Giant internet conglomerate Rakuten is buying OverDrive, the leading supplier of ebooks to libraries, for $410 million and will use the company to expand its Kobo ebook business.

Japan-based Rakuten bought ebook retailer Kobo in 2012 for over $300 million and says the OverDrive buy will help it to move into new areas of the market.

The details of the OverDrive deal include — Rakuten is committed to the long-term continued growth of OverDrive, and to explore synergies we can provide to Rakuten Kobo’s eBook business and their other offerings for digital content.

Perhaps one of those new areas will be the ebook subscription market. Amazon launched Kindle Unlimited last year in response to Scribd and Oyster which are both running ebook subscription businesses.

Kindle Unlimited is so far largely restricted to self-publishers as most of the major traditional publishers have not joined the service, but both Scribd and Oyster have succeeded in signing up some of the Big Five who seem keen to push their back lists.

It would be a relatively simple matter for Rakuten to use the OverDrive technology to set up a Kobo subscription service, although this could raise tensions with publishers who use OverDrive to distribute to libraries.

The OverDrive digital distribution platform features than 2.5 million titles, plus relationships with 5,000 publishers and 30,000 libraries.

Kobo, which is based in Toronto, claims to offer around four million ebooks and magazines to millions of customers in 190 countries and has a range of highly regarded e-readers, including the recently launched waterproof Aura H2O.

In 2013, Kobo ‘quarantined’ self-published ebooks on its website after newspaper reports of pornographic content, although the ‘quarantine’ also took thousands of books off sale which had no questionable content.

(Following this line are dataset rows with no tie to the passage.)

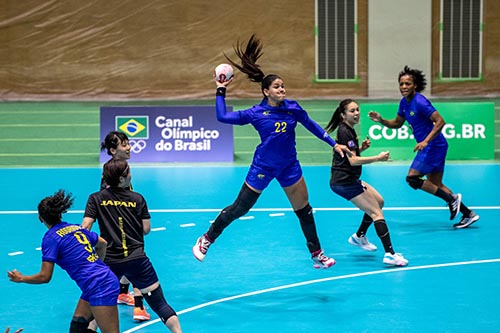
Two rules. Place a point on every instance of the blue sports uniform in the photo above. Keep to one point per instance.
(72, 248)
(417, 113)
(276, 155)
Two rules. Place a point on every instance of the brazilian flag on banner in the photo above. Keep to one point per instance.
(134, 127)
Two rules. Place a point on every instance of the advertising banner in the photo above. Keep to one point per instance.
(169, 133)
(469, 131)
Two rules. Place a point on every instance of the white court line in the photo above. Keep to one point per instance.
(20, 212)
(304, 283)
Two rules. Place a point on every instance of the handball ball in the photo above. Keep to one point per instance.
(224, 72)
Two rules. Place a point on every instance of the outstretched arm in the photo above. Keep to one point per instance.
(43, 276)
(439, 123)
(220, 105)
(88, 222)
(394, 123)
(360, 160)
(319, 132)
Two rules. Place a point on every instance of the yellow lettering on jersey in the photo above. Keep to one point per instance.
(67, 230)
(117, 203)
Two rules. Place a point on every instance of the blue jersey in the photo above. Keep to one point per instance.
(276, 128)
(417, 113)
(72, 248)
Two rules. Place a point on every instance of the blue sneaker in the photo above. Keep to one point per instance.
(321, 261)
(466, 221)
(455, 205)
(395, 259)
(362, 242)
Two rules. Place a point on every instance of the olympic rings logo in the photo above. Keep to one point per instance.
(136, 146)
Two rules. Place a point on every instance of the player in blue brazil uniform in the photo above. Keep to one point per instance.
(275, 119)
(431, 147)
(79, 252)
(345, 181)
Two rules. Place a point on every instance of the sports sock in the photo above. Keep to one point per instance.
(383, 234)
(366, 222)
(138, 302)
(443, 195)
(124, 288)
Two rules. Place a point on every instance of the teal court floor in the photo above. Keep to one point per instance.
(258, 276)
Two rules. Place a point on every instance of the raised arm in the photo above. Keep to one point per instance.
(319, 132)
(394, 123)
(44, 276)
(360, 160)
(439, 123)
(88, 222)
(220, 105)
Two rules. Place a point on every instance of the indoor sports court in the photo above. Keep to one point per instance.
(72, 71)
(258, 276)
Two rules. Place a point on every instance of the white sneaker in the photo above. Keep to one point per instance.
(455, 205)
(362, 242)
(395, 259)
(201, 247)
(466, 221)
(321, 261)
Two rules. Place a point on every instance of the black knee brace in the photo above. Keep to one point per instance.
(79, 325)
(159, 305)
(415, 182)
(245, 200)
(381, 228)
(308, 226)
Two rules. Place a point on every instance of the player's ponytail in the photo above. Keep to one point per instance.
(249, 55)
(51, 208)
(418, 77)
(336, 117)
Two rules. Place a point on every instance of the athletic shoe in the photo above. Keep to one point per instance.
(362, 242)
(321, 261)
(395, 259)
(201, 247)
(466, 221)
(127, 299)
(455, 205)
(141, 314)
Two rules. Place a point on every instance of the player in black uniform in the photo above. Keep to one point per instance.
(124, 219)
(345, 181)
(117, 146)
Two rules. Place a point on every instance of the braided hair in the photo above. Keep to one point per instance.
(52, 207)
(417, 75)
(336, 117)
(248, 56)
(112, 140)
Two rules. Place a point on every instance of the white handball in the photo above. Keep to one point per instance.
(224, 72)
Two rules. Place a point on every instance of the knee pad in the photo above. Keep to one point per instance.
(158, 304)
(415, 182)
(79, 325)
(381, 228)
(246, 199)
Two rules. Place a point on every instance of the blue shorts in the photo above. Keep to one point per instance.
(259, 178)
(348, 191)
(140, 272)
(430, 160)
(103, 291)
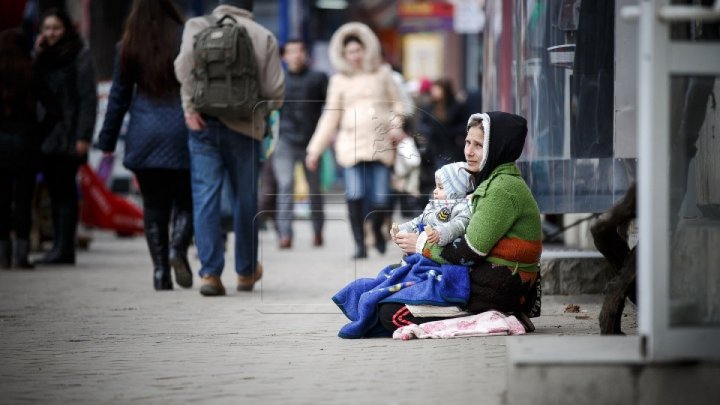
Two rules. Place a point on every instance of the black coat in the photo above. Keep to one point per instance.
(22, 132)
(74, 86)
(305, 93)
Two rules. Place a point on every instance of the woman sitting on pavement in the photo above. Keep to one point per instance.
(502, 243)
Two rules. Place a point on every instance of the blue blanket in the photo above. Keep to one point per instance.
(421, 282)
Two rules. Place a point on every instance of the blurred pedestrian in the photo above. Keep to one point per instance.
(20, 136)
(65, 64)
(443, 123)
(226, 143)
(305, 91)
(362, 98)
(156, 142)
(406, 170)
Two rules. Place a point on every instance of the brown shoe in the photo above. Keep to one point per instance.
(246, 283)
(211, 286)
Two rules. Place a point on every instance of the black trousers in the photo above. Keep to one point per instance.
(16, 193)
(60, 172)
(164, 191)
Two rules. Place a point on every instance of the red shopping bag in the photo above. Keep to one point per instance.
(103, 209)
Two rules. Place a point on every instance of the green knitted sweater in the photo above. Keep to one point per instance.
(505, 225)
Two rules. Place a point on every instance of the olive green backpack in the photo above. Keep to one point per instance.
(225, 75)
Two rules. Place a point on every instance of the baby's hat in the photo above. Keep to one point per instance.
(455, 180)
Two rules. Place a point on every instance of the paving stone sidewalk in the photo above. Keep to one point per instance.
(98, 333)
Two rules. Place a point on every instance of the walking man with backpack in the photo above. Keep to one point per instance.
(231, 78)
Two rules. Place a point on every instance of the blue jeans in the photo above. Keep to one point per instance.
(218, 153)
(370, 182)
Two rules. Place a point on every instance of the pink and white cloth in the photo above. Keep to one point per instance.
(490, 323)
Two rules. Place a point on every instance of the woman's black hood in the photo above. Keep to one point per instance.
(504, 140)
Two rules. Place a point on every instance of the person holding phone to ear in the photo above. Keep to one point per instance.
(64, 63)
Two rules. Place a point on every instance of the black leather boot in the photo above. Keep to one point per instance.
(4, 254)
(157, 239)
(378, 219)
(181, 238)
(21, 249)
(355, 210)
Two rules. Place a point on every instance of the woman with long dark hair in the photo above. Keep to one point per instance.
(20, 137)
(65, 64)
(156, 143)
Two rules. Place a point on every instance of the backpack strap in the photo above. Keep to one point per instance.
(229, 17)
(211, 19)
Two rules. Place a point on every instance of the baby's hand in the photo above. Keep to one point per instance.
(394, 230)
(433, 235)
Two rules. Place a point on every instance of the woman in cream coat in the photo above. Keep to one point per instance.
(362, 99)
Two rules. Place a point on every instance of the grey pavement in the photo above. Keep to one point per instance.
(98, 333)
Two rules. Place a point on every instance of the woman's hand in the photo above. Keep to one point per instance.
(81, 147)
(311, 161)
(406, 242)
(40, 43)
(433, 236)
(194, 121)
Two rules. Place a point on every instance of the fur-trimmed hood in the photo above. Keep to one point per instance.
(504, 140)
(373, 59)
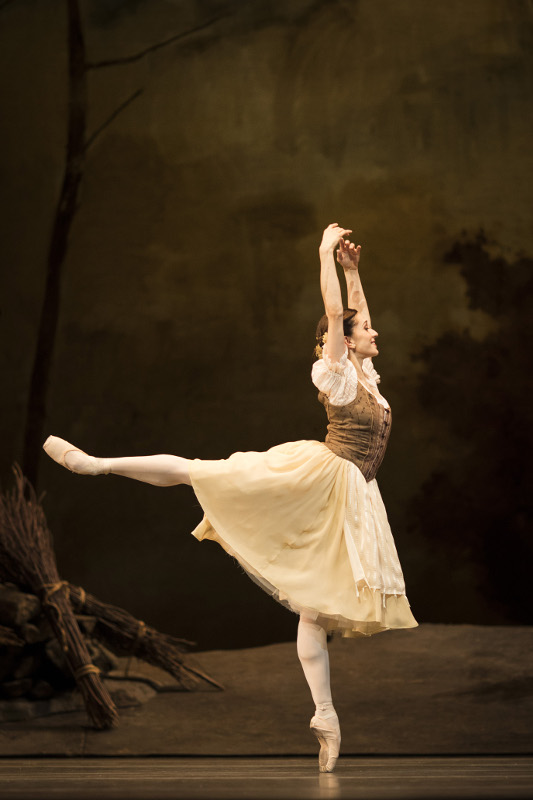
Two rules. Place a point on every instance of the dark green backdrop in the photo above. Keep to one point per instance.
(223, 137)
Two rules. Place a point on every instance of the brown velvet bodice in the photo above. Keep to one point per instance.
(358, 431)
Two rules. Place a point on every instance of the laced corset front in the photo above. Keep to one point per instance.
(358, 431)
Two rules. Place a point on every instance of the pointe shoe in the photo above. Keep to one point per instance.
(329, 738)
(58, 448)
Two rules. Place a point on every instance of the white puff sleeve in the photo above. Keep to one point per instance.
(337, 379)
(370, 372)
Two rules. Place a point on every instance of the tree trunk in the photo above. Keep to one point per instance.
(64, 216)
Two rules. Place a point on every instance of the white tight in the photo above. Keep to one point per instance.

In another of those strange entanglements you often find in the publishing world, Rakuten’s LinkShare business actually runs the affiliate promotion service for Barnes & Noble, including ebook retailer Nook, a rival of Kobo.

Takahito Aiki, head of Rakuten’s global ebook business, says, “Long before even Kobo emerged on to the global stage, OverDrive was working with publishers to digitize their content to share with the world, building one of the most comprehensive online digital marketplaces in the process.

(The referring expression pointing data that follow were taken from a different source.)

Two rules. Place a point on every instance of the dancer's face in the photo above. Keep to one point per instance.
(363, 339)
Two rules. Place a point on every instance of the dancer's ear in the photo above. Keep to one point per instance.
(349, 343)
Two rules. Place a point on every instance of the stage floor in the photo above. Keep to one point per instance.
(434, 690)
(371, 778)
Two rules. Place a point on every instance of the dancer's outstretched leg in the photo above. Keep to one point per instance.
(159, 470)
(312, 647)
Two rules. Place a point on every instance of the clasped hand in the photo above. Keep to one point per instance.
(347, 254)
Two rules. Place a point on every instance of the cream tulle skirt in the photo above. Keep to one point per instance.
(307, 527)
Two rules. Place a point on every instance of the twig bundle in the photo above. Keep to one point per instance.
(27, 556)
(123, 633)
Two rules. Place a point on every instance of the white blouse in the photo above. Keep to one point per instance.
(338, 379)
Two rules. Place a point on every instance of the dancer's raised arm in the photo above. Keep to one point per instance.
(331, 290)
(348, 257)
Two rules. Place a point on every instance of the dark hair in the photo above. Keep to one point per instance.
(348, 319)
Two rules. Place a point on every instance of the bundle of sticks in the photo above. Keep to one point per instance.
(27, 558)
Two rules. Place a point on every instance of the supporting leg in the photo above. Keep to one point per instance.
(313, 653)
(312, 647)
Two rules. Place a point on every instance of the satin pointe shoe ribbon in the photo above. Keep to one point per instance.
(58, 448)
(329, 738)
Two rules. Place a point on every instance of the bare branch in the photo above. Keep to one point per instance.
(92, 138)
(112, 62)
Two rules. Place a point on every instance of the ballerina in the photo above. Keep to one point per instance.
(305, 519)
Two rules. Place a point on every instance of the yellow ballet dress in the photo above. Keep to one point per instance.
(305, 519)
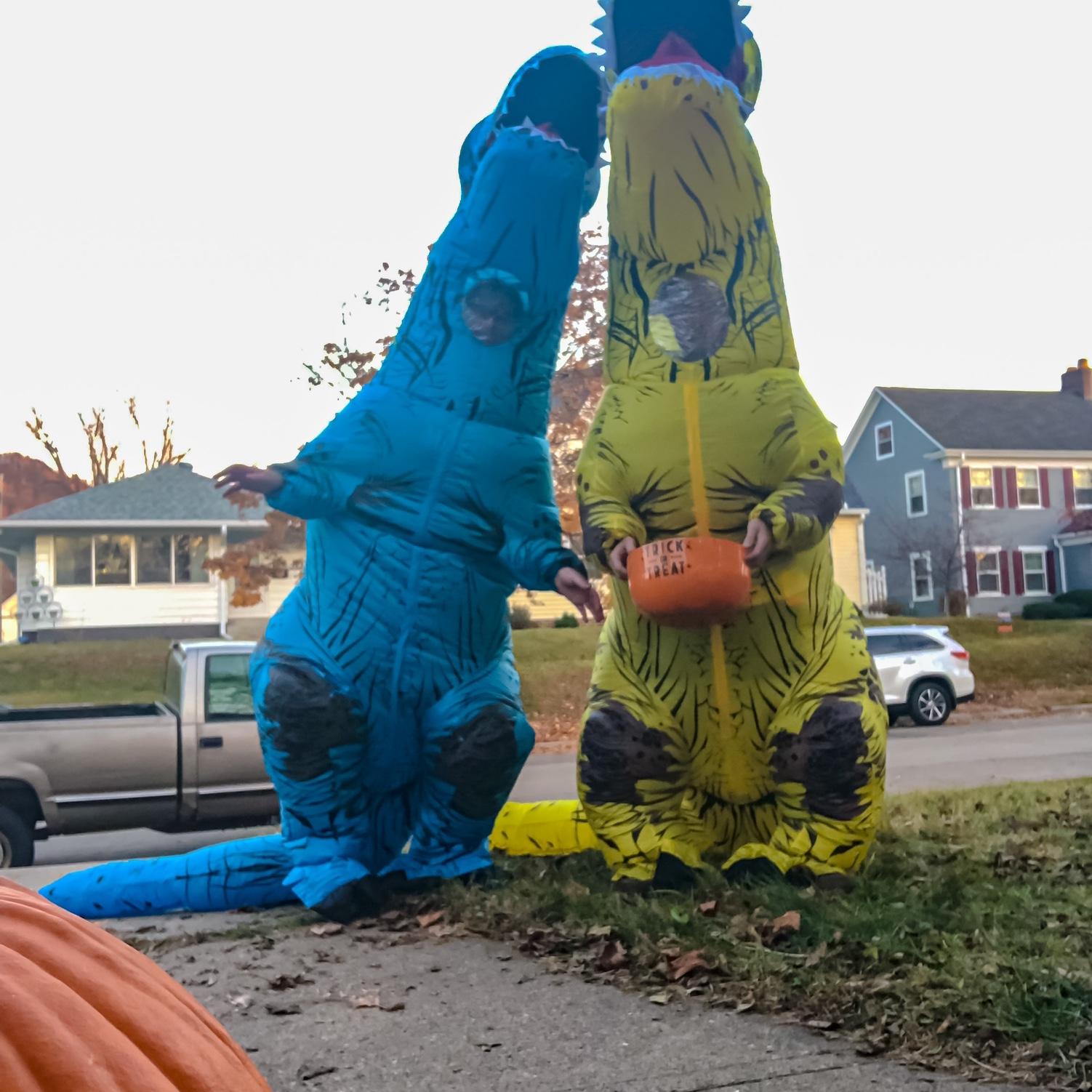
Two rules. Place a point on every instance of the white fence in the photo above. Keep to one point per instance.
(875, 587)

“OverDrive’s deep content library and relationships with publishers, libraries, schools and retailers will allow Rakuten to extend our mission of empowerment to new market segments and accelerate the growth of our digital content businesses.”

OverDrive founder and CEO, Steve Potash, says, “Since 1986, our vision has been to advance digital publishing and content to connect readers with books and information. We’re passionate about working with publishers, libraries, schools and retailers to make that happen and we are excited to join an innovative company that shares and supports our vision.

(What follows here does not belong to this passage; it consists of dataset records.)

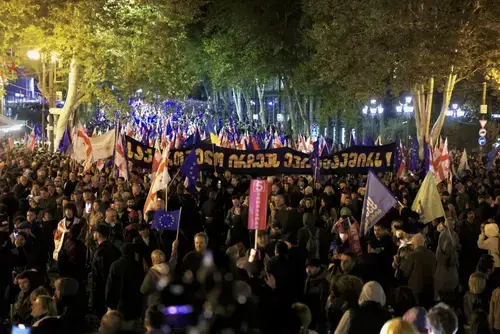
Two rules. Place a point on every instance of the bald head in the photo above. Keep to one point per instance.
(418, 240)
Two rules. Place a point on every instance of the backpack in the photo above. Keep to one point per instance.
(312, 245)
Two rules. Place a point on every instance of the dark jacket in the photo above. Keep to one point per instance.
(72, 260)
(104, 256)
(144, 250)
(316, 291)
(123, 287)
(419, 268)
(368, 318)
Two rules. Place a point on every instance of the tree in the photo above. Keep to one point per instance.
(106, 44)
(373, 46)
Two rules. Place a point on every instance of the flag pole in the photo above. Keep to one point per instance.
(179, 224)
(213, 152)
(255, 242)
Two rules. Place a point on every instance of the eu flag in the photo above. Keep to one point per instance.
(190, 168)
(166, 220)
(315, 159)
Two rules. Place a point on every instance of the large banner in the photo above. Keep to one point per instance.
(103, 146)
(139, 154)
(257, 209)
(357, 159)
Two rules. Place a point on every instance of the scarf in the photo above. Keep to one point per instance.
(60, 234)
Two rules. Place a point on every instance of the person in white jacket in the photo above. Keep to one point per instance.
(489, 240)
(159, 275)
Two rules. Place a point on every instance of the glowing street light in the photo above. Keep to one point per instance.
(34, 54)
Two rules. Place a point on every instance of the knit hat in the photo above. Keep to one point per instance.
(372, 291)
(417, 316)
(491, 230)
(24, 225)
(345, 211)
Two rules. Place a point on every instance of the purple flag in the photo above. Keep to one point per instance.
(378, 201)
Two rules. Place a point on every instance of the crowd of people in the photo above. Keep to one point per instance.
(78, 254)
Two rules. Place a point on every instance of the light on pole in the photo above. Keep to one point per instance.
(34, 54)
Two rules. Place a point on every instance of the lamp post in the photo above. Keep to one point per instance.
(36, 55)
(374, 110)
(405, 109)
(47, 94)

“From OverDrive’s world headquarters in north-east Ohio to the 50 countries in which our library and school partners reside, we will continue to connect readers with books and institutions by supporting all users and all popular devices, while promoting open industry standard formats and best practices.”

Digital content is one of Rakuten’s three key strategic pillars, together with e-commerce and finance. Since taking over Kobo, Rakuten has bought video streaming service Wuaki.tv and global TV and video site Viki.